Re: locale in locate(1)

2019-01-14 Thread Ingo Schwarze
Hi,

Jan Stary wrote on Thu, Jan 10, 2019 at 09:35:48PM +0100:

> Does locate(1) need to setlocale(3)?

Committed as part of a much larger diff.

Note that answering that question required substantial code review
and code cleanup.

When auditing, don't just mechanically look for suspicious patterns.
You have to actually inspect and understand the code to make an
an audit useful.  Something like the patch below is merely a
starting point for an audit (trivial to find), not a result.

Yours,
  Ingo


> Index: locate/locate.c
> ===
> RCS file: /cvs/src/usr.bin/locate/locate/locate.c,v
> retrieving revision 1.31
> diff -u -p -r1.31 locate.c
> --- locate/locate.c   19 Nov 2015 21:46:05 -  1.31
> +++ locate/locate.c   10 Jan 2019 20:34:16 -
> @@ -73,7 +73,6 @@
>  #include 
>  #include 
>  #include 
> -#include 
>  #include 
>  #include 
>  #include 
> @@ -122,7 +121,6 @@ main(int argc, char *argv[])
>  {
>   int ch;
>   char **dbv = NULL;
> - (void) setlocale(LC_ALL, "");
>  
>   if (pledge("stdio rpath", NULL) == -1)
>   err(1, "pledge");



Re: locale in locate(1)

2019-01-13 Thread Ingo Schwarze
Hi Ted,

Ted Unangst wrote on Sun, Jan 13, 2019 at 03:22:41AM -0500:
> Ingo Schwarze wrote:

>> So, here is some cleanup:
>>  * garbage collect useless hand-rolled lookup tables
>>  * merge one-line helper functions into callers
>>  * garbage collect obfuscating macros
>>  * fix one format string error (%d used for u_int)
>>  * garbage collect setlocale(3) and 
>>  * garbage collect several unused constants
>>  * minus 45 LOC, no functional change
>> 
>> OK?

> I think you may be fixing a bug here...

Is that an OK?

>> Index: locate/fastfind.c
>> ===
>> RCS file: /cvs/src/usr.bin/locate/locate/fastfind.c,v
>> retrieving revision 1.14
>> diff -u -p -r1.14 fastfind.c
>> --- locate/fastfind.c8 Dec 2017 17:26:42 -   1.14
>> +++ locate/fastfind.c13 Jan 2019 02:07:47 -
>> @@ -126,10 +126,8 @@ fastfind_mmap
>>  u_char bigram1[NBG], bigram2[NBG], path[PATH_MAX];
>>  
>>  #ifdef FF_ICASE
>> -/* use a lookup table for case insensitive search */
>> -u_char table[UCHAR_MAX + 1];
>> -
>> -tolower_word(pathpart);
>> +for (p = pathpart; *p != '\0'; p++)
>> +*p = tolower(*p);
>>  #endif /* FF_ICASE*/
>>  
>>  /* init bigram table */
>> @@ -156,11 +154,8 @@ fastfind_mmap
>>  p = pathpart;
>>  patend = patprep(p);
>>  cc = *patend;
>> -
>>  #ifdef FF_ICASE
>> -/* set patend char to true */
>> -table[TOLOWER(*patend)] = 1;
>> -table[toupper(*patend)] = 1;
>> +cc = tolower(cc);
>>  #endif /* FF_ICASE */

> I cannot see where that table is zeroed.
> It lives on the stack, it could contain anything.

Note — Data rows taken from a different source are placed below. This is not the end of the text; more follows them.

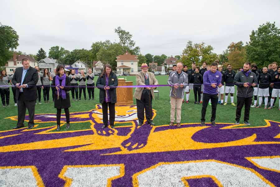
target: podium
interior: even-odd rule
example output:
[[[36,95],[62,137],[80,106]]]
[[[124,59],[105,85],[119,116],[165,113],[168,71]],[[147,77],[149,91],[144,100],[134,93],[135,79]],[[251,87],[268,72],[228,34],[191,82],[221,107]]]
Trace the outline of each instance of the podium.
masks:
[[[124,79],[118,79],[118,86],[132,86],[133,82],[126,81]],[[116,105],[133,104],[133,88],[117,88]]]

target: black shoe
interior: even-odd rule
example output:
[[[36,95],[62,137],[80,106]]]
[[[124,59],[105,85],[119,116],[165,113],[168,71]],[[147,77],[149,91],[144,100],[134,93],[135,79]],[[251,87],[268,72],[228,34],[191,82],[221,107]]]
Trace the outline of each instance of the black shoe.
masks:
[[[17,127],[17,127],[14,127],[14,128],[13,128],[13,129],[18,129],[19,128],[23,128],[24,127],[24,126],[23,126],[22,127]]]
[[[34,125],[33,125],[32,126],[29,126],[28,128],[27,128],[27,129],[31,129],[33,127],[34,127]]]
[[[149,124],[152,125],[152,126],[155,126],[155,123],[153,122],[150,122],[149,123],[148,123]]]
[[[217,124],[216,124],[216,123],[215,122],[215,121],[211,122],[211,124],[212,124],[212,125],[213,126],[217,126]]]
[[[246,125],[250,125],[251,124],[248,122],[248,121],[244,121],[244,124]]]

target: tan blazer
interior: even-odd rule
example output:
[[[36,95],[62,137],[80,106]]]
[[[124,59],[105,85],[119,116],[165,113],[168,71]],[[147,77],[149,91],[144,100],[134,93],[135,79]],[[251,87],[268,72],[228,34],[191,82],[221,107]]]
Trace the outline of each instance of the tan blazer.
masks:
[[[144,74],[142,71],[138,72],[135,75],[136,79],[137,85],[145,85],[145,78]],[[157,85],[158,83],[157,80],[156,79],[155,75],[152,73],[148,72],[148,76],[149,77],[149,81],[150,82],[150,85]],[[134,95],[133,97],[136,99],[140,100],[141,96],[142,95],[142,93],[144,90],[144,88],[136,88],[135,89],[135,91],[134,92]],[[151,92],[152,93],[153,98],[155,99],[155,96],[154,95],[154,89],[151,89]]]

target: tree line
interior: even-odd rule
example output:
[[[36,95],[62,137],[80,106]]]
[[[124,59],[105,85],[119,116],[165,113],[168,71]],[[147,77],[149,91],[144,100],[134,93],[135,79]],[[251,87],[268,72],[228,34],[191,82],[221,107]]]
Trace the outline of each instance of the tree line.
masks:
[[[80,60],[91,66],[93,60],[109,63],[114,70],[117,66],[116,57],[124,54],[127,50],[132,55],[137,55],[139,65],[143,63],[156,62],[160,65],[169,58],[163,54],[155,55],[140,53],[139,47],[132,40],[132,34],[119,26],[114,32],[118,37],[118,42],[109,40],[93,42],[90,49],[75,49],[72,51],[58,46],[51,47],[48,56],[57,59],[63,64],[73,64]],[[190,66],[193,62],[198,65],[206,61],[208,63],[216,59],[221,64],[231,64],[235,68],[241,67],[244,62],[249,61],[256,63],[259,68],[267,66],[272,62],[280,62],[280,29],[275,26],[275,22],[268,22],[259,26],[256,30],[252,31],[250,41],[245,44],[242,41],[233,42],[220,54],[213,51],[214,47],[202,42],[194,43],[189,41],[181,54],[175,57],[184,64]],[[12,56],[12,52],[19,46],[19,36],[11,26],[0,23],[0,65],[3,66]],[[21,51],[17,54],[26,54]],[[38,61],[47,56],[45,51],[41,48],[36,55],[29,54]]]

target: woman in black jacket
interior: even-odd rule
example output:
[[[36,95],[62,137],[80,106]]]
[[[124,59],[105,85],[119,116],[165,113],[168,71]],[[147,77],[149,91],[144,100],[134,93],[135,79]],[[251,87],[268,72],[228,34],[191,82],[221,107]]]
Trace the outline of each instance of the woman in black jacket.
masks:
[[[115,103],[117,102],[117,94],[115,87],[118,86],[118,79],[112,71],[112,67],[109,64],[104,67],[103,72],[98,77],[96,86],[100,90],[99,101],[102,104],[103,113],[102,128],[108,126],[108,106],[109,107],[110,125],[114,128],[115,121]]]
[[[57,131],[60,129],[60,117],[61,109],[64,108],[66,118],[66,129],[70,127],[70,96],[69,91],[71,87],[70,78],[65,73],[64,67],[62,65],[58,65],[56,68],[56,75],[53,77],[52,86],[55,86],[54,92],[54,108],[56,108],[56,124]],[[66,87],[65,87],[66,86]]]

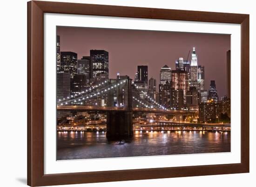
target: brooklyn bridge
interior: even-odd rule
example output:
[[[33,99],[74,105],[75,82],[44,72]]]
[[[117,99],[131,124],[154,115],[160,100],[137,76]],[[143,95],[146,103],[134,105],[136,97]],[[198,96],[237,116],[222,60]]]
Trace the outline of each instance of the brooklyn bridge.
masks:
[[[182,119],[195,116],[197,112],[175,107],[165,108],[141,89],[140,85],[133,83],[128,76],[105,80],[70,97],[60,98],[57,110],[58,113],[105,113],[108,137],[132,136],[132,116],[135,113],[171,115]]]

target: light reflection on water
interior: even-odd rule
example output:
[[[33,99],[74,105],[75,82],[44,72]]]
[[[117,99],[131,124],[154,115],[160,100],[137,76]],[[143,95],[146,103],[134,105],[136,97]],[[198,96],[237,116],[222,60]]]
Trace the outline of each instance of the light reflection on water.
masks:
[[[59,132],[57,160],[230,151],[230,133],[134,131],[128,141],[109,142],[104,132]]]

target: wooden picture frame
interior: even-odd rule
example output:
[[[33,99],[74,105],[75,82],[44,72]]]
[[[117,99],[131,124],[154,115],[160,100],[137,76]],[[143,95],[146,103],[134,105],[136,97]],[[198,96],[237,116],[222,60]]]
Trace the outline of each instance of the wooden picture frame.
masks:
[[[215,165],[45,174],[44,13],[239,24],[241,26],[241,162]],[[27,185],[114,181],[249,172],[249,15],[32,1],[27,3]]]

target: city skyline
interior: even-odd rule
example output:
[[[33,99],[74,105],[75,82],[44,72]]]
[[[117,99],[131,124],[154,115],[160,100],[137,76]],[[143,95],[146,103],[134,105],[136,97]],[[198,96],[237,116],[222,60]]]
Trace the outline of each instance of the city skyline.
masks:
[[[97,31],[96,32],[96,33],[95,33],[95,32],[94,32],[94,33],[95,34],[97,34],[99,36],[98,37],[94,38],[91,36],[91,34],[93,35],[93,33],[91,32],[94,31]],[[118,31],[118,32],[117,32],[117,31]],[[170,51],[171,51],[172,48],[173,48],[173,45],[176,46],[178,48],[174,49],[174,50],[172,51],[174,52],[171,52],[170,54],[167,54],[164,52],[168,51],[168,50],[167,51],[166,48],[164,48],[163,46],[162,46],[162,47],[161,49],[159,49],[158,47],[159,46],[158,45],[156,45],[156,44],[155,44],[155,45],[151,45],[150,49],[148,49],[148,52],[146,53],[150,54],[150,55],[143,55],[143,54],[145,53],[145,51],[146,50],[145,49],[143,48],[141,49],[141,54],[140,54],[140,53],[139,53],[139,54],[135,53],[135,55],[133,56],[132,55],[129,55],[129,54],[131,52],[131,51],[133,50],[130,50],[127,51],[128,46],[125,45],[122,48],[118,47],[118,46],[115,45],[115,44],[113,44],[112,43],[108,43],[108,45],[109,46],[106,46],[106,43],[104,43],[104,41],[106,41],[108,39],[109,39],[109,37],[106,37],[107,39],[102,39],[102,36],[99,34],[102,32],[104,32],[104,33],[106,33],[106,32],[107,32],[107,35],[108,36],[113,35],[114,34],[115,34],[115,37],[117,37],[117,39],[115,37],[115,39],[112,38],[112,41],[114,43],[117,42],[116,40],[118,38],[120,37],[120,35],[122,35],[123,36],[124,34],[126,36],[130,36],[130,39],[131,39],[131,38],[137,38],[138,40],[136,40],[135,42],[138,42],[138,45],[139,46],[145,45],[145,44],[142,43],[143,42],[142,42],[143,41],[145,42],[146,41],[146,39],[148,39],[148,37],[150,36],[152,36],[152,33],[155,34],[154,34],[153,36],[156,35],[156,37],[155,38],[158,38],[160,39],[160,41],[158,42],[162,42],[163,41],[162,41],[162,40],[161,39],[162,39],[162,38],[163,38],[164,37],[169,37],[171,40],[172,39],[173,40],[175,39],[173,39],[174,36],[177,36],[177,35],[181,34],[183,36],[183,37],[180,38],[182,42],[182,45],[177,45],[177,43],[175,43],[175,45],[173,44],[173,45],[172,45],[171,44],[167,45],[170,45]],[[81,37],[81,39],[80,39],[81,41],[80,41],[79,43],[78,42],[77,43],[76,43],[75,41],[77,41],[77,39],[76,39],[75,37],[74,38],[73,37],[73,35],[70,35],[70,32],[74,32],[76,33],[76,34],[75,34],[76,37],[79,36],[79,37]],[[151,32],[153,33],[151,33]],[[120,32],[121,32],[121,33]],[[145,34],[144,35],[146,35],[146,36],[144,35],[141,36],[141,34],[143,33],[143,32]],[[87,40],[87,42],[83,42],[83,41],[84,41],[84,39],[88,39],[88,37],[87,37],[84,36],[81,36],[81,34],[83,33],[84,35],[86,33],[88,34],[88,36],[91,36],[91,39],[94,38],[94,40],[96,40],[96,41],[94,41],[94,42],[93,40],[90,41],[90,39],[88,39]],[[89,33],[90,33],[89,34]],[[148,78],[149,79],[151,77],[153,77],[153,78],[155,79],[156,80],[157,85],[158,85],[160,83],[159,74],[161,68],[166,64],[168,66],[171,67],[172,70],[175,70],[175,60],[179,59],[179,58],[180,57],[183,58],[184,61],[186,60],[187,58],[189,50],[190,50],[190,53],[188,57],[188,60],[191,60],[192,49],[193,47],[195,47],[196,53],[197,54],[198,57],[198,64],[202,66],[205,66],[205,74],[206,75],[205,76],[205,89],[208,90],[209,90],[210,80],[214,80],[216,83],[216,89],[218,90],[218,93],[220,97],[226,95],[226,51],[228,51],[230,49],[230,36],[229,35],[155,32],[151,31],[150,31],[150,32],[148,32],[147,31],[123,30],[84,28],[74,28],[73,27],[70,28],[62,27],[58,27],[57,34],[60,34],[60,35],[61,44],[61,52],[70,51],[75,52],[77,53],[77,58],[78,59],[81,59],[83,56],[89,56],[90,50],[92,49],[105,50],[108,51],[109,53],[109,62],[110,78],[115,78],[116,77],[116,73],[117,72],[119,72],[121,75],[127,75],[131,78],[134,79],[135,73],[137,71],[137,66],[145,65],[148,65]],[[138,35],[142,37],[143,39],[141,39],[139,38],[139,37],[137,36]],[[167,36],[166,36],[167,35]],[[197,37],[197,39],[195,39],[195,36]],[[206,36],[206,37],[205,37]],[[198,38],[200,37],[202,38],[198,39]],[[72,38],[73,39],[71,39],[71,38]],[[193,39],[192,39],[191,38],[193,38]],[[194,43],[195,45],[186,45],[186,43],[187,42],[184,40],[186,40],[186,39],[189,39],[189,41],[191,39],[194,40]],[[206,42],[207,40],[205,40],[206,39],[208,40],[209,42]],[[122,43],[122,41],[124,42],[127,40],[126,39],[122,39],[119,38],[119,39],[120,39],[119,40],[118,40],[118,39],[117,39],[117,40],[119,41],[119,43]],[[156,39],[150,38],[150,41],[152,41]],[[224,40],[223,39],[224,39]],[[70,39],[72,41],[70,41]],[[99,40],[100,41],[100,42],[99,41]],[[209,47],[210,49],[209,49],[209,47],[201,47],[201,46],[198,46],[198,44],[202,43],[202,41],[201,40],[204,40],[205,42],[204,43],[208,43],[208,45],[210,45],[210,47],[212,46],[212,47]],[[149,41],[146,41],[146,43],[149,42]],[[209,42],[210,41],[212,42]],[[135,41],[133,41],[135,42]],[[67,46],[67,44],[65,44],[66,43],[69,44],[68,45],[68,46]],[[174,43],[175,42],[174,42]],[[220,45],[220,44],[221,43],[223,44],[221,45],[221,47],[212,47],[212,46],[214,46],[214,45],[216,45],[218,44]],[[81,46],[81,44],[83,44],[83,45],[84,45],[84,46],[83,47]],[[97,46],[97,45],[99,46]],[[130,45],[131,43],[129,43],[127,45],[129,46]],[[166,43],[165,44],[164,42],[163,45],[166,46],[166,45],[167,44]],[[223,46],[223,45],[224,45],[224,46]],[[154,46],[154,47],[152,47],[152,45]],[[186,46],[184,47],[183,45],[186,45]],[[190,45],[192,47],[189,47],[189,46]],[[198,46],[197,47],[196,45],[198,45]],[[204,45],[205,45],[205,44],[203,44],[202,46],[203,47]],[[221,49],[219,49],[220,48]],[[223,48],[225,49],[223,49]],[[122,49],[123,51],[117,53],[116,51],[120,52],[120,48],[121,48],[121,49]],[[88,50],[87,49],[89,49]],[[153,54],[152,54],[152,52],[149,52],[152,51],[153,49],[155,50],[155,52],[153,53]],[[183,49],[185,51],[183,51]],[[185,50],[185,49],[187,49],[187,51]],[[205,51],[205,49],[207,49],[208,50],[209,50],[212,52],[210,52],[209,53],[208,53],[208,54],[207,54],[209,57],[208,58],[208,60],[207,60],[206,62],[205,62],[205,60],[203,60],[204,59],[206,58],[205,56],[206,55],[202,53],[202,52],[203,52],[204,50]],[[162,55],[159,55],[159,54],[157,54],[157,52],[159,50],[160,50],[162,52],[159,53],[159,54],[162,54]],[[222,52],[220,54],[219,54],[217,52],[217,51],[220,50],[221,50]],[[127,53],[125,54],[126,56],[122,56],[122,54],[124,54],[123,53],[125,52],[126,52]],[[183,55],[182,55],[182,53]],[[217,54],[218,55],[216,55],[216,54]],[[168,57],[168,59],[166,59],[166,55]],[[144,61],[147,61],[148,62],[143,63],[141,62],[141,60],[140,60],[140,59],[141,59],[141,56],[142,58],[144,57],[144,58],[145,59]],[[175,57],[174,57],[174,56]],[[122,57],[121,58],[122,60],[120,62],[120,60],[118,60],[118,59],[119,59],[121,57]],[[152,59],[150,59],[150,57]],[[129,59],[131,58],[132,58],[132,60],[130,60]],[[157,60],[155,60],[156,58],[158,59]],[[129,62],[125,63],[125,62],[127,60],[128,60],[127,58],[129,59]],[[172,60],[173,59],[174,60]],[[221,60],[220,60],[221,59],[222,59]],[[152,62],[152,60],[155,61],[155,63]],[[215,61],[215,63],[213,65],[212,64],[213,61]],[[119,62],[119,63],[118,62]],[[127,67],[127,65],[128,65],[129,67]],[[120,66],[123,67],[121,68],[120,67]],[[117,68],[119,68],[118,69],[119,71],[117,71],[115,70]],[[216,76],[216,72],[214,72],[214,71],[209,71],[210,70],[214,70],[215,69],[218,70],[218,76]],[[214,75],[212,75],[212,71],[215,73],[215,76]],[[222,71],[223,72],[223,73],[221,73]],[[158,90],[158,89],[156,90]]]

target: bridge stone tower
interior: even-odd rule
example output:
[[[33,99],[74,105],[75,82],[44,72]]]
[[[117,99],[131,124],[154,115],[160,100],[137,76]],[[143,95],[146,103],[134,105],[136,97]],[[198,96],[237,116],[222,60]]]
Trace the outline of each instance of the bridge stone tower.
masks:
[[[133,135],[132,111],[132,79],[128,76],[121,77],[120,81],[125,81],[121,88],[115,90],[117,105],[123,105],[125,110],[108,111],[107,117],[107,137],[109,140],[121,140],[131,137]],[[117,79],[118,81],[118,79]],[[122,98],[122,103],[121,103]],[[108,98],[108,103],[112,102],[112,98]],[[113,105],[108,103],[109,105]]]

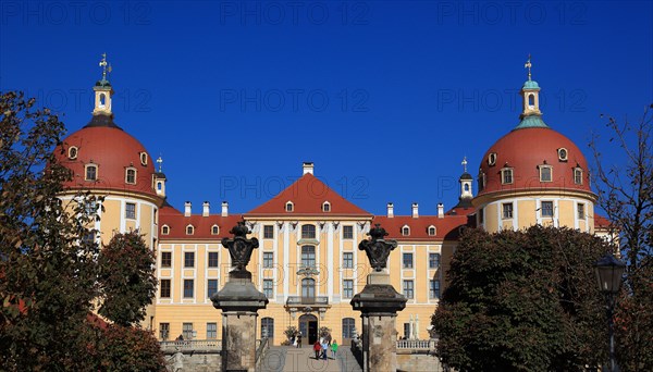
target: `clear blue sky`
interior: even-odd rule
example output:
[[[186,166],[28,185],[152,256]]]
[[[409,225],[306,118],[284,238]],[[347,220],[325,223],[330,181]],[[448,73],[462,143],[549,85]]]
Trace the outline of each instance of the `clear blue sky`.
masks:
[[[90,117],[102,52],[115,122],[196,213],[246,212],[307,160],[370,212],[448,209],[463,157],[476,175],[518,123],[529,53],[544,121],[588,158],[601,113],[653,102],[645,1],[0,2],[0,89],[40,98],[70,132]]]

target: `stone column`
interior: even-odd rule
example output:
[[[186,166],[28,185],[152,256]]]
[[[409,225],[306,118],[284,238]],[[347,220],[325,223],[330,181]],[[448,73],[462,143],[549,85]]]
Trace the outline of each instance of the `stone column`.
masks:
[[[211,296],[213,307],[222,310],[222,371],[255,372],[256,319],[264,309],[268,298],[251,283],[251,273],[245,268],[251,250],[258,248],[256,238],[247,239],[248,228],[243,222],[232,228],[233,239],[222,239],[230,250],[232,265],[224,287]]]
[[[397,370],[396,317],[406,301],[390,284],[386,271],[369,274],[368,284],[352,299],[362,318],[364,371]]]
[[[251,283],[251,273],[232,272],[229,282],[213,297],[222,309],[222,371],[254,372],[258,310],[268,298]]]

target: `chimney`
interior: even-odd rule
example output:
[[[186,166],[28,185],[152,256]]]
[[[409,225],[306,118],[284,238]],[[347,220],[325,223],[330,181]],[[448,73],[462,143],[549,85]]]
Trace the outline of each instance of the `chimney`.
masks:
[[[312,171],[313,171],[313,163],[311,161],[305,161],[304,165],[303,165],[303,169],[304,169],[304,173],[301,173],[301,175],[305,175],[306,173],[313,174],[312,173]]]
[[[190,216],[190,201],[184,203],[184,216]]]

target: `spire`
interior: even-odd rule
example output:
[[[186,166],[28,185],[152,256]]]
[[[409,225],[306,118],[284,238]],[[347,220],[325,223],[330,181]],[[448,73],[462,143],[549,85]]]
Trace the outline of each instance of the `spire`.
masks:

Good point.  Then again, if that bug stings, it only causes bogus
matches in the pre-match phase (and only with -i).  The real
comparison is done later on the complete strings, see the calls to
fnmatch(3) and strstr(3) bwlow.  So the bug probably only ruined -i
performance, but did not lead to invalid results.

Yours,
  Ingo



Re: locale in locate(1)

2019-01-13 Thread Ted Unangst
Ingo Schwarze wrote:
> So, here is some cleanup:
>  * garbage collect useless hand-rolled lookup tables
>  * merge one-line helper functions into callers
>  * garbage collect obfuscating macros
>  * fix one format string error (%d used for u_int)
>  * garbage collect setlocale(3) and 
>  * garbage collect several unused constants
>  * minus 45 LOC, no functional change
> 
> OK?
>   Ingo

I think you may be fixing a bug here...

> Index: locate/fastfind.c
> ===
> RCS file: /cvs/src/usr.bin/locate/locate/fastfind.c,v
> retrieving revision 1.14
> diff -u -p -r1.14 fastfind.c
> --- locate/fastfind.c 8 Dec 2017 17:26:42 -   1.14
> +++ locate/fastfind.c 13 Jan 2019 02:07:47 -
> @@ -126,10 +126,8 @@ fastfind_mmap
>   u_char bigram1[NBG], bigram2[NBG], path[PATH_MAX];
>  
>  #ifdef FF_ICASE
> - /* use a lookup table for case insensitive search */
> - u_char table[UCHAR_MAX + 1];
> -
> - tolower_word(pathpart);
> + for (p = pathpart; *p != '\0'; p++)
> + *p = tolower(*p);
>  #endif /* FF_ICASE*/
>  
>   /* init bigram table */
> @@ -156,11 +154,8 @@ fastfind_mmap
>   p = pathpart;
>   patend = patprep(p);
>   cc = *patend;
> -
>  #ifdef FF_ICASE
> - /* set patend char to true */
> - table[TOLOWER(*patend)] = 1;
> - table[toupper(*patend)] = 1;
> + cc = tolower(cc);
>  #endif /* FF_ICASE */

I cannot see where that table is zeroed. It lives on the stack, it could
contain anything.



Re: locale in locate(1)

2019-01-12 Thread Ingo Schwarze
Hi Scott,

Scott Cheloha wrote on Thu, Jan 10, 2019 at 07:18:43PM -0600:

> locate(1) uses tolower(3), the results of which can be affected by
> locale settings.

In general, yes.  On OpenBSD, not really:

   $ man tolower | grep -A 1 always  
 OpenBSD always uses the C locale for these functions, ignoring the
 global locale, the thread-specific locale, and the locale argument.

That makes sense because:

   $ man tolower | grep -A 1 representable 
 The argument c must be EOF or representable as an unsigned char;
 otherwise, the result is undefined.

So locale(1) support for tolower(3) really only makes sense for
single-byte non-ASCII locales (like LATIN-1) and we don't support
any of those.  The wchar_t characters needed for UTF-8 cannot be
represented as unsigned chars.

> locate(1)'s database is, at least in theory, portable.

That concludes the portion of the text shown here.